È l'ora in cui si riuniscono i Consigli di Guerra
ed i tecnici della tortura scendono nelle prigioni.
l'ora della polizia segreta e delle spie,
quando ladri ed adulteri fanno la ronda alle case
e si nascondono i cadaveri.
Un corpo cade nell'acqua.
È l'ora in cui i moribondi entrano in agonia...

Ernesto Cardenal
2 del mattino. È l'ora dell'Ufficio notturno
La morte di Chamorro provoca non solo la prima manifestazione pubblica di massa del settore privato, ma anche la creazione di un Fronte ampio di opposizione (Fao), il quale comprende anche il Partito socialista del Nicaragua (comunista). Ma, né l'Udel, né l'Inde (Istituto nicaraguense di sviluppo) vengono inclusi in questa alleanza, nonostante i loro sforzi per ottenere il controllo della mobilitazione popolare, coagulata attorno al Fsln in seguito alle azioni del 1977.

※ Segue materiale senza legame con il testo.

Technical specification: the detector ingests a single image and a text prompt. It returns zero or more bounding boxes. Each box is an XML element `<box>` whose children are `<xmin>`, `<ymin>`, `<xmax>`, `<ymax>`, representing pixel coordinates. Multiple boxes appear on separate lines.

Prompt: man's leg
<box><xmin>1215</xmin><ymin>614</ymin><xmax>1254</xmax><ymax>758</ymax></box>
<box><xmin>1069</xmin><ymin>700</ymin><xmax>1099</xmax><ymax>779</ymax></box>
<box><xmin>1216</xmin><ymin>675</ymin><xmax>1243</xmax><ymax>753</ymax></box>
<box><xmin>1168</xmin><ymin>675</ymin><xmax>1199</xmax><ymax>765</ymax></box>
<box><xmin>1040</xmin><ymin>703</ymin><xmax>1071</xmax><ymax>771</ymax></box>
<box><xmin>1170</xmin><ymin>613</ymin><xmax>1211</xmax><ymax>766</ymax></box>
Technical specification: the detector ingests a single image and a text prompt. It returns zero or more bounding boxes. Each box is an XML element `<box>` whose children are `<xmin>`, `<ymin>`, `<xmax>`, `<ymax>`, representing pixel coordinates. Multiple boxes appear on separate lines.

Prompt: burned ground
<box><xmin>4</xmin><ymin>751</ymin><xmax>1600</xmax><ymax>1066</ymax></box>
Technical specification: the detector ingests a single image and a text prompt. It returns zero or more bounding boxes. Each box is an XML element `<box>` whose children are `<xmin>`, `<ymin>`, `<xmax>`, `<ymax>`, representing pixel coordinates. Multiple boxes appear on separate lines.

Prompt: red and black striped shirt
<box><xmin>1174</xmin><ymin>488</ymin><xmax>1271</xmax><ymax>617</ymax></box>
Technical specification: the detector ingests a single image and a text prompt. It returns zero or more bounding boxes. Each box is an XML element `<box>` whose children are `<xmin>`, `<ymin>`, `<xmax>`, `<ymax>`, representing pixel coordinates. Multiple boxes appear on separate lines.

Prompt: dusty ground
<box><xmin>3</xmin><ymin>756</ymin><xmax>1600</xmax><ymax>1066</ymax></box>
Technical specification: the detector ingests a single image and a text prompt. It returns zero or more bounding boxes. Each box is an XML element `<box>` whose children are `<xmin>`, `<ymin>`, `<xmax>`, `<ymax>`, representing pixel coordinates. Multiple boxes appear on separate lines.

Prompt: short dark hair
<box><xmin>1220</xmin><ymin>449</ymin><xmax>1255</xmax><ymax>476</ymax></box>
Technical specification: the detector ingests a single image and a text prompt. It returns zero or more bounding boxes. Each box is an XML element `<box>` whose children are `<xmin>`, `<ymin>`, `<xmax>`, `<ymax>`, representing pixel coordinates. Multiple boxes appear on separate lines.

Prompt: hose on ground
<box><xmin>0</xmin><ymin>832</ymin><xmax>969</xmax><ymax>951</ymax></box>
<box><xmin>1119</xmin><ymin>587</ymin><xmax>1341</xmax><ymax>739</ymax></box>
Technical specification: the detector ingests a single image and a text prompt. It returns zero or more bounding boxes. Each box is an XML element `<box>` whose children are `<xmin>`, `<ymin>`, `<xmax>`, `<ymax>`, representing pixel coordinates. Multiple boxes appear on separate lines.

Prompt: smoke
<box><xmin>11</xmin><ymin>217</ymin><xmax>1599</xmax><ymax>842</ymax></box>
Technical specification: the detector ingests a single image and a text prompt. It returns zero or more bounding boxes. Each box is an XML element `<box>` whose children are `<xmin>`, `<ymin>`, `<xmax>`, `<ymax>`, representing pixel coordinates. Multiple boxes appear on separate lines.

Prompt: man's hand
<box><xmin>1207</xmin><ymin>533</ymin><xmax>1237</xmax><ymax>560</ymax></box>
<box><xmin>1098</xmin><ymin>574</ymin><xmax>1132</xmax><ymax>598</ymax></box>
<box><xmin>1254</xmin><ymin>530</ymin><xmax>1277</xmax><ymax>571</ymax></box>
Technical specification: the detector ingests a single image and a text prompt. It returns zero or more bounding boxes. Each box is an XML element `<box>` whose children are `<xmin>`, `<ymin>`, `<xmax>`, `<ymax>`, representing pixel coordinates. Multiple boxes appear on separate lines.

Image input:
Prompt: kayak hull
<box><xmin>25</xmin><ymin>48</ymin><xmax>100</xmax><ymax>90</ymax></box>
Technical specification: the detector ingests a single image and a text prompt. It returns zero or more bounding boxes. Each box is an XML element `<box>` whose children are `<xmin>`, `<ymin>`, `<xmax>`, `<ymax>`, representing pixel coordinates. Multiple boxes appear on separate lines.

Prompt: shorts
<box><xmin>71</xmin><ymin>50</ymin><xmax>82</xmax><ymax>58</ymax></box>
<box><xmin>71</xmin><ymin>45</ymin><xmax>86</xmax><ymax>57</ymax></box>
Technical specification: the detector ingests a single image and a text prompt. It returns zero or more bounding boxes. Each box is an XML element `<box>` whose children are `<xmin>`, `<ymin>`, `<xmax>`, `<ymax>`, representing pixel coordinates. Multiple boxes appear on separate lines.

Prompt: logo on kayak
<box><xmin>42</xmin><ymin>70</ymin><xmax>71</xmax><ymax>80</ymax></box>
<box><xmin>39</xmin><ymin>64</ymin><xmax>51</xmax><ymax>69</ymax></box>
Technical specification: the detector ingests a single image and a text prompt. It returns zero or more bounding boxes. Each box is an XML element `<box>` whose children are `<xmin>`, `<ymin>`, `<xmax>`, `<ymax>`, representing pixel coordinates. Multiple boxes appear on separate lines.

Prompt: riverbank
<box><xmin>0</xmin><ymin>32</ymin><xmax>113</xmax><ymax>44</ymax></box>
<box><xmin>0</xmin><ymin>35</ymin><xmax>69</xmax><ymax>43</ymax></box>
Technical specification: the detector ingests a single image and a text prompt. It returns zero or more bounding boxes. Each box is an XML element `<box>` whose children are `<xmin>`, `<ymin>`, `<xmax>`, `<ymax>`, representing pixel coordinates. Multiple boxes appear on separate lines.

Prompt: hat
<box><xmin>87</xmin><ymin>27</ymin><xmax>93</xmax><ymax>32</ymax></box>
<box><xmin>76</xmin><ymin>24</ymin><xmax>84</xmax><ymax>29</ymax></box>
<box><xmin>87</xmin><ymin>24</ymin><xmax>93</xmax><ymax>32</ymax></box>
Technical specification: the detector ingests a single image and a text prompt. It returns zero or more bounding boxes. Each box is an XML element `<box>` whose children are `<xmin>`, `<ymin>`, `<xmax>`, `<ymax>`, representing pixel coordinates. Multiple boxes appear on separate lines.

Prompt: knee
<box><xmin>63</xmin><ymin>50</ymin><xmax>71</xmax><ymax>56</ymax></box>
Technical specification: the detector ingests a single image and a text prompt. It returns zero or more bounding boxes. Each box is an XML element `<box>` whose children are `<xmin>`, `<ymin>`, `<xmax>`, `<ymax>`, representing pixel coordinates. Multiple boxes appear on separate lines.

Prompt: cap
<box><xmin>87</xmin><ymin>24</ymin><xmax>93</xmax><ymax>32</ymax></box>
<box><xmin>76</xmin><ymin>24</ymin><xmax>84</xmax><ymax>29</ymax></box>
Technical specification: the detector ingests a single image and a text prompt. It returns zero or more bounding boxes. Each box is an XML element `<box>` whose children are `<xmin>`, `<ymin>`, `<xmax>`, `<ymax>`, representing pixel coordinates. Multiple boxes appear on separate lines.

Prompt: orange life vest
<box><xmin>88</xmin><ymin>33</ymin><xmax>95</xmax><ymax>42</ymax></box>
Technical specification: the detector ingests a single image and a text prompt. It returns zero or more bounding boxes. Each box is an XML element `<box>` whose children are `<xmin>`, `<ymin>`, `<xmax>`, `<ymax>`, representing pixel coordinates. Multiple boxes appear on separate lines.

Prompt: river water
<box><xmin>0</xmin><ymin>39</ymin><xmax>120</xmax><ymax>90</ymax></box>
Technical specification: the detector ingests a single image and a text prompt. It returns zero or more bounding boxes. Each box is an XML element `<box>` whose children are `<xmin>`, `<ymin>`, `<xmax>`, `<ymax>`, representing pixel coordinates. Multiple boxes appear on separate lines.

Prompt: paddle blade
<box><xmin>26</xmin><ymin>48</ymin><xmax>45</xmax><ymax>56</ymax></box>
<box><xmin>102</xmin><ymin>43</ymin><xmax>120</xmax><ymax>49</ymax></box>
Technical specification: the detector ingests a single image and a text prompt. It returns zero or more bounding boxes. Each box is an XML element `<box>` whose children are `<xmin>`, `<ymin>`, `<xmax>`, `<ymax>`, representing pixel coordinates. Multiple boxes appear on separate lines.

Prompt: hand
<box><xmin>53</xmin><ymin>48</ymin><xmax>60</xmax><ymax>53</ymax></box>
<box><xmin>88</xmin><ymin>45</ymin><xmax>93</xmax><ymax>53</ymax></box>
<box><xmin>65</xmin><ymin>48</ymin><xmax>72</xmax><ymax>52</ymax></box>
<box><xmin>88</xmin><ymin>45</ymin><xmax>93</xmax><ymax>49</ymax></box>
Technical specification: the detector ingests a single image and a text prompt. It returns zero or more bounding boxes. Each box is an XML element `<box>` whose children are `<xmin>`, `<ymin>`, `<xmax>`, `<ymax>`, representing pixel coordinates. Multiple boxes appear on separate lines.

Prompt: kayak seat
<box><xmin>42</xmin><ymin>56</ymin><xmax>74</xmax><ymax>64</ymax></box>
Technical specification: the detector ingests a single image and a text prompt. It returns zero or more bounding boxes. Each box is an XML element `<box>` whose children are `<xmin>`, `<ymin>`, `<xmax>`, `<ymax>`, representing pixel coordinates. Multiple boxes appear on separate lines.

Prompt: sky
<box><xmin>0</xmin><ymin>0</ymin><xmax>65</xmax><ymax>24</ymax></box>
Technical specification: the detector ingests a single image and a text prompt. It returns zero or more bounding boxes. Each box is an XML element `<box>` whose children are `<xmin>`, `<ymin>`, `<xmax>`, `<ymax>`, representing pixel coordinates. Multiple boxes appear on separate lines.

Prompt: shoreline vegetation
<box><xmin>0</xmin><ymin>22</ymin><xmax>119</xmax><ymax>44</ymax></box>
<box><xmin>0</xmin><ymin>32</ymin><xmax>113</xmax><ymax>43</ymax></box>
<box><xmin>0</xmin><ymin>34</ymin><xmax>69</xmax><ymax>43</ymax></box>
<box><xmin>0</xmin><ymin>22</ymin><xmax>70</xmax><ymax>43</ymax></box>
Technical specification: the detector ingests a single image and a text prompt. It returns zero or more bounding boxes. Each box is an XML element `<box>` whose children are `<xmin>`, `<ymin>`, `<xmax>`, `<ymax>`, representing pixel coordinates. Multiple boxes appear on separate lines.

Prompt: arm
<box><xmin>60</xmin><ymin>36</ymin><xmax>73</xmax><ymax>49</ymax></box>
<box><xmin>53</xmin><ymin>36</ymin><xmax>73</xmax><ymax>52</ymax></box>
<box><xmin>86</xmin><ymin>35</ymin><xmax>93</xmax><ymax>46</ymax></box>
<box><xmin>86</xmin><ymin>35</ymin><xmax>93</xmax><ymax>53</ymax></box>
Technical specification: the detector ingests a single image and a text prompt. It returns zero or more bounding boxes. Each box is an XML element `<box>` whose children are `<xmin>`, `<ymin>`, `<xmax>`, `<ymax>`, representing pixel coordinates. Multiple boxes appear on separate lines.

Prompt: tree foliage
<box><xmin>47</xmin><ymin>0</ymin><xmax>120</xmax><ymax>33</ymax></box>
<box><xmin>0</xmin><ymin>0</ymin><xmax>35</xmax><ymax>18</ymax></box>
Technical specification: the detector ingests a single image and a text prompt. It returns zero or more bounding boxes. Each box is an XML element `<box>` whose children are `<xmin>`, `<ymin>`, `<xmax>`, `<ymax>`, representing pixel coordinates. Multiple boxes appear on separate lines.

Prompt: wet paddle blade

Fra il mese di gennaio e quello di febbraio, uno sciopero generale, lanciato da vasti settori industriali, ottiene l'appoggio dell'insieme dell'opposizione e paralizza il paese per più settimane. Si verificano anche frequenti dimostrazioni e scontri fra la popolazione e la Guardia nacional: vengono incendiati alcuni edifici pubblici e nelle strade si odono il rumore dei blindati ed i colpi delle mitragliatrici. Fra operai e studenti vi sono parecchi morti: nel corso del 1978, il dittatore scatena una durissima repressione contro questo tentativo di insurrezione, la quale costa migliaia di morti.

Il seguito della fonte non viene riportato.